Desta vez, depois de outras águas tumultuosas de que
soubeste desembaraçar, entraste num estuário amplo e sereno de águas mornas. Só
faltava aportar a um cais seguro, um cais onde pudesses fundear sem temer o
assalto das águas sobressaltadas que uma tempestade fizesse avançar pelo estuário.
Sondaste os esteios do ancoradouro. Estudaste a geografia do lugar. Os hábitos da
meteorologia. Até mesmo os que selaram momentos de exceção.
Tudo se conjugava para um lugar finalmente confiável. E tudo
parecia mais coerente com a maturidade dos frutos que de ti pendiam. Não podias
cometer as imprudências de outrora. Não podias continuar a ser involuntária
cobaia das vontades exteriores. Julgavas ter chegado o teu momento de estiagem.

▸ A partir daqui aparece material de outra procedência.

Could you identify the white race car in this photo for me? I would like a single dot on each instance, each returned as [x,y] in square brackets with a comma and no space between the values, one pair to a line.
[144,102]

Nem que tivesses que capitular nalguns pequenos capítulos que dantes julgavas centrípetos
à existência. A experiência acendeu uma centelha diferente: o que importava,
era a matéria central; podias desaproveitar os assomos que eram apenas desvios acessórios.
No cais enfim garantia, os olhos deitavam-se no horizonte.
Contemplavam o horizonte desimpedido. Mesmo quando as nuvens se acastelavam
sobre o ocaso – o campo de visão para quem olhava as águas de frente –, o horizonte
não decaía sobre as águas. Era essa fusão que, outrora, contaminara o teu
corpo. Quando davas conta, quando já não era possível saber onde terminavam as águas
e elas tinham sido tomadas pelas nuvens descendentes, já não ias a tempo de te
libertares das algemas soezes.
Mas agora tudo seria diferente. A menos que continuasses
imberbemente preso a um olhar anestesiado que te deixaria inerme à primeira contrariedade.
Não era esse o augúrio do cais desimpedido. Pelo menos assim esperavas,
enquanto te debatias com as hesitações de sempre.